The church also served as the Coulter Memorial Academy. Both the church and the school were founded by the Board of Freedmen of the Presbyterian Church USA. The school was the first to serve African-American children in Chesterfield County.
Rev. Dr. George Waldo Long, a graduate of Biddle University (now Johnson C. Smith University in Charlotte) moved to Cheraw with his wife, Lillian, in 1908. Long served as pastor of Second Presbyterian Church and principal of Coulter Academy.
Together the Longs worked to increase the population of the church and the school, making needed improvements along the way. Under Long’s guidance, a brick building was constructed behind the church in 1924 to house Coulter Academy. The current church was constructed a few years later, in 1927, replacing the original.
Long died in 1943 and is buried in the graveyard of the church. Sometime after his death, the church changed its name to G.W. Long Memorial Presbyterian Church.
Coulter Academy, located at 353 Second St., was established by the Rev. J.P. Crawford in 1881 as the first school in Chesterfield County to serve African-American children.
The academy began offering junior college credit in 1933, and continued until 1947. The school merged with the public school system in 1949 and operated until 1955.
Still located behind the church, the former school building how hosts Freemasons as Sanctorum Lodge Number 25.
Coulter Academy is listed on the National Register as part of Cheraw’s Historic District. G.W. Long is buried in the graveyard of the church that bears his name.
According to Sides, “Coulter Memorial Academy was the first school for African Americans in Chesterfield County. Begun as a day school by the Rev.

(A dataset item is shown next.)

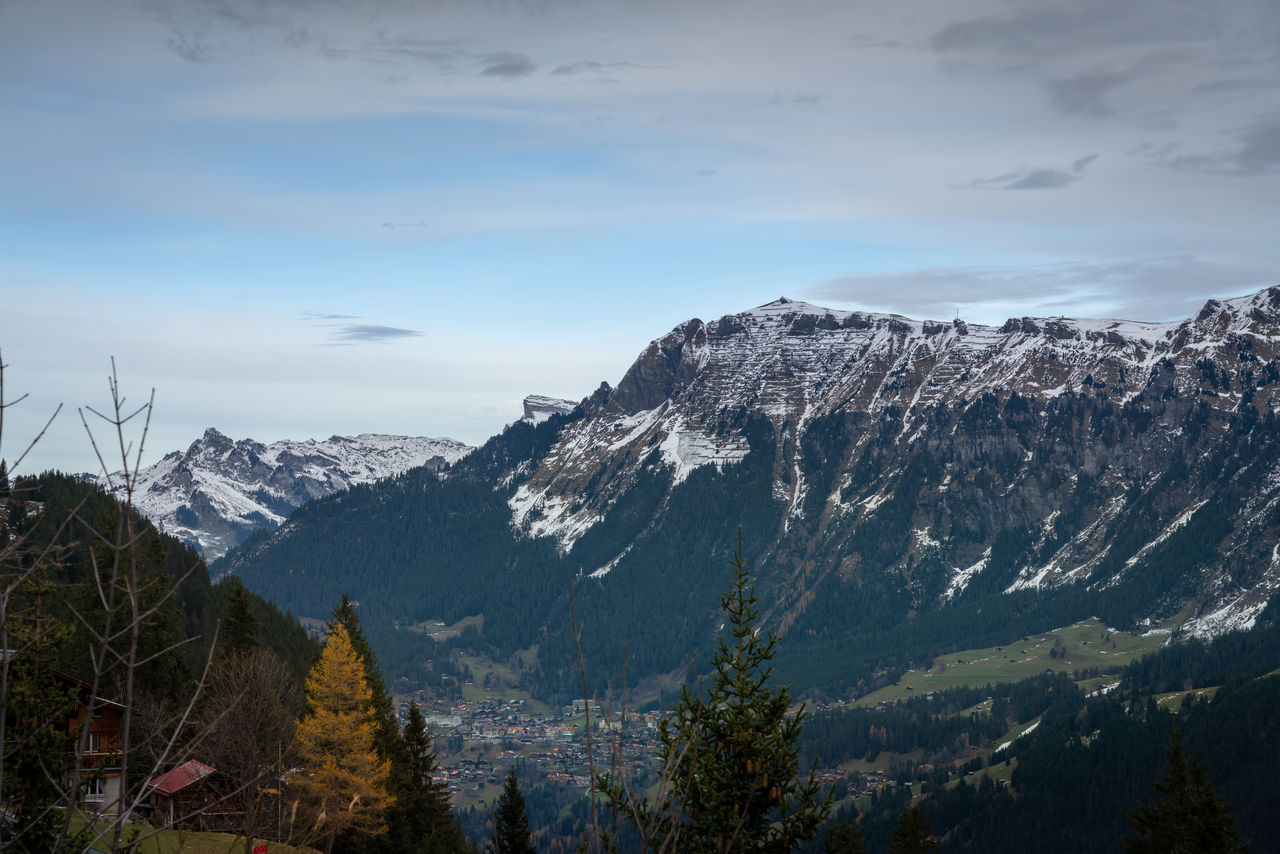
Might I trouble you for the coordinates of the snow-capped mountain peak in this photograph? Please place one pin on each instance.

J.P. Crawford in 1881, the parochial school was sponsored by the Northern Branch of the Presbyterian Church. The school became a co-educational boarding school with a high school and junior college.”
“The academy had a peak enrollment of 509 in 1943,” said Sides, “with students from five states in attendance.”
“The school campus occupied much of the property along this section of Second Street, including the land across the street from the academy - this included housing for the academy’s president and large gardens to provide all the vegetables to feed the students and the school staff. The academy became a part of the public school system in 1949, and was last used as a school in 1955.”
The College Inn Restaurant, during the days of Coulter Academy, was the only place in town where black people were welcomed to sit and enjoy a hamburger and a shake, according to Sides’ research.
The College Inn Restaurant, located at 324 Second Street, once belonged to Coulter Academy and took its name from the school.
Charles “Neil” Cole, a local teacher and businessman, sought to fill a void by providing a lunch counter that served black students during the time of segregation.
Cole opened the College Inn in 1935 and employed mostly students from Coulter. Cheraw native Dizzy Gillespie is said to have frequented the restaurant.
The College Inn is now operated by Cole’s daughter, Carolyn Cole-Green.